OCR Extraction Guide¶
Extract text with precise bounding boxes at character, word, line, or block level. This guide covers when to use OCR, available models, multi-language support, and performance considerations.
Table of Contents¶
- OCR vs Text Extraction vs Layout
- Available Models
- Basic Usage
- Extracting Bounding Boxes
- Filtering Results
- Multi-Language Support
- Performance Comparison
- Troubleshooting
OCR vs Text Extraction vs Layout¶
| Feature | OCR | Text Extraction | Layout Detection |
|---|---|---|---|
| Returns | Text + bounding boxes | Formatted text only | Bounding boxes only |
| Granularity | Character/word/line | Full document | Element-level |
| Location Info | Yes (precise) | No | Yes (element regions) |
| Output Type | List of text blocks | Single formatted string | List of elements |
| Use Case | Word spotting, re-OCR, handwriting | Document parsing | Structure analysis |
| Latency | 1-2 sec per page | 2-5 sec per page | 0.5-1 sec per page |
| Example Output | [{"text": "Hello", "bbox": [10, 20, 50, 35]}] |
"# Hello\n\nWorld" |
[{"label": "title", "bbox": [...]}] |
Choose OCR when: - You need precise character locations - Building re-OCR or correction pipelines - Extracting structured data from tables (get cell coordinates first) - Analyzing handwriting - Building word spotting systems
Choose Text Extraction when: - Converting documents to readable format - Extracting full document content - Building markdown/HTML outputs - Focus on content quality over location
Choose Layout Detection when: - Understanding document structure - Filtering unwanted elements - Multi-stage processing
Available Models¶
Model Comparison¶
| Model | Speed | Accuracy | Languages | GPU Req | Best For |
|---|---|---|---|---|---|
| Tesseract | ⭐⭐⭐⭐⭐ (Fast) | ⭐⭐⭐ (Good) | 100+ | None | Legacy, CPU-only |
| EasyOCR | ⭐⭐⭐ (Medium) | ⭐⭐⭐⭐ (Very Good) | 80+ | Optional | Production use |
| PaddleOCR | ⭐⭐⭐⭐ (Very Fast) | ⭐⭐⭐⭐ (Very Good) | 11 | Optional | Speed-critical, Asian text |
| CRAFT | ⭐⭐⭐ (Medium) | ⭐⭐⭐⭐ (Very Good) | English | Optional | Scene text detection |
1. Tesseract (CPU-only)¶
Traditional OCR engine, excellent for clean printed text.

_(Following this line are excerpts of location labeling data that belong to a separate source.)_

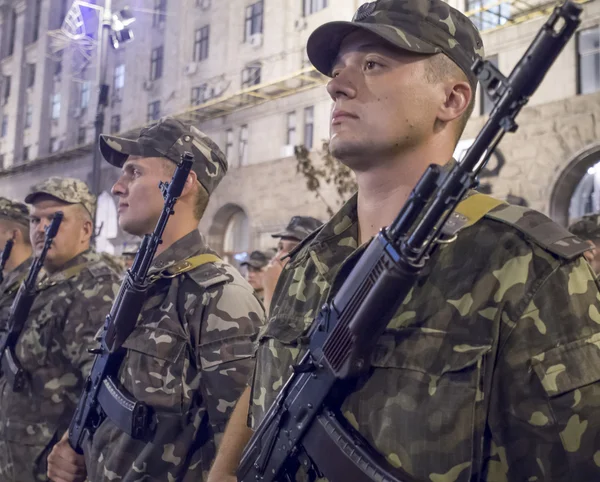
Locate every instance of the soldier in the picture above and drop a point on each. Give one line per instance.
(588, 228)
(14, 224)
(190, 355)
(255, 264)
(490, 370)
(297, 229)
(53, 348)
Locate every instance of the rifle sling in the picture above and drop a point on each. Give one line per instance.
(138, 419)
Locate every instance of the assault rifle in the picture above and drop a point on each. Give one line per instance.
(5, 255)
(19, 311)
(304, 424)
(102, 395)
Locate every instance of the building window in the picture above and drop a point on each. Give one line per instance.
(486, 104)
(254, 20)
(118, 81)
(6, 90)
(199, 95)
(13, 32)
(30, 72)
(115, 124)
(156, 63)
(29, 115)
(229, 144)
(84, 99)
(290, 139)
(160, 13)
(243, 153)
(54, 144)
(201, 43)
(251, 75)
(311, 6)
(490, 13)
(36, 20)
(55, 106)
(588, 56)
(309, 126)
(153, 111)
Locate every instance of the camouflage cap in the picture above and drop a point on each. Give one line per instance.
(14, 211)
(586, 227)
(420, 26)
(170, 138)
(257, 259)
(299, 227)
(66, 189)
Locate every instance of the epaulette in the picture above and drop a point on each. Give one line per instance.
(209, 275)
(541, 230)
(304, 242)
(98, 270)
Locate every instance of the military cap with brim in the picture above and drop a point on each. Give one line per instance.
(298, 228)
(14, 211)
(257, 259)
(419, 26)
(65, 189)
(170, 138)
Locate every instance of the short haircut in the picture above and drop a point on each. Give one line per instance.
(439, 67)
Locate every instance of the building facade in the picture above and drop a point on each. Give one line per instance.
(238, 69)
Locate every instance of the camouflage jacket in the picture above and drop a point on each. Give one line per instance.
(9, 288)
(64, 319)
(515, 329)
(190, 358)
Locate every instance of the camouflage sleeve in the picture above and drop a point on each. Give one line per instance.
(545, 405)
(85, 317)
(230, 320)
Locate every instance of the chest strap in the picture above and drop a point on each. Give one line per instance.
(184, 266)
(468, 212)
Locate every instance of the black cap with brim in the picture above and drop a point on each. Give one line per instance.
(324, 43)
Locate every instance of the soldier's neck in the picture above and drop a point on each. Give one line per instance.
(384, 188)
(18, 255)
(179, 225)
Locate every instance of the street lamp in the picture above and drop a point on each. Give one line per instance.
(114, 28)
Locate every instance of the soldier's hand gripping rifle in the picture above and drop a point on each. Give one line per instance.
(5, 255)
(19, 311)
(304, 424)
(102, 396)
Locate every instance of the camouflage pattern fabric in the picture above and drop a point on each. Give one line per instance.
(66, 189)
(420, 26)
(170, 138)
(516, 329)
(14, 211)
(191, 364)
(9, 288)
(61, 327)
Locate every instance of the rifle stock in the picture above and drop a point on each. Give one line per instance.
(304, 422)
(102, 396)
(19, 311)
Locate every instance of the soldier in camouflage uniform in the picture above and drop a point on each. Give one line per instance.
(255, 264)
(490, 370)
(296, 230)
(14, 224)
(66, 314)
(588, 228)
(190, 355)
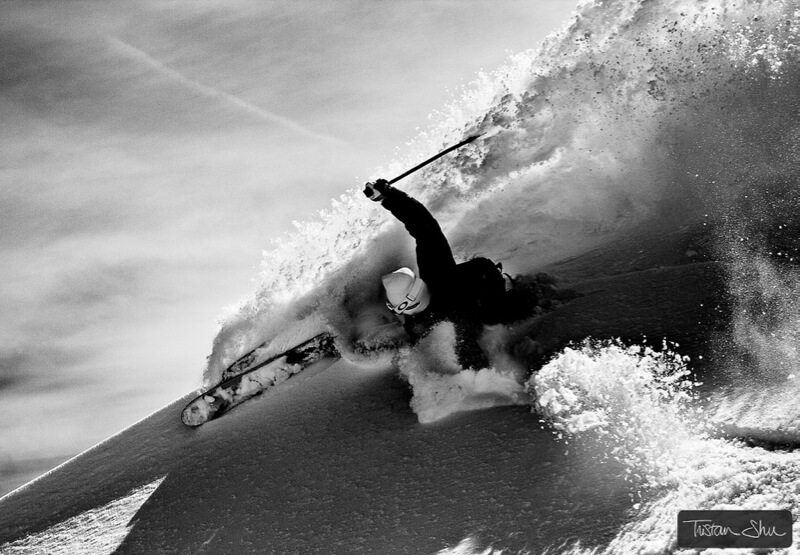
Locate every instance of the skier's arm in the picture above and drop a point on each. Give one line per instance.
(434, 256)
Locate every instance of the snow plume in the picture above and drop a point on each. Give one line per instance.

Strengths: - No GPU required, CPU-only - Extremely fast - Supports 100+ languages - Proven and reliable - Opensource (Apache 2.0)
Weaknesses: - Lower accuracy on complex layouts - Struggles with handwriting - Needs training data for custom fonts
When to use: - CPU-only systems (Raspberry Pi, servers) - Clean printed documents - Cost-sensitive applications - Multi-language documents
Languages: 100+ (English, Chinese, Arabic, Hindi, etc.)
2. EasyOCR (GPU-recommended)¶
Deep learning OCR with excellent accuracy.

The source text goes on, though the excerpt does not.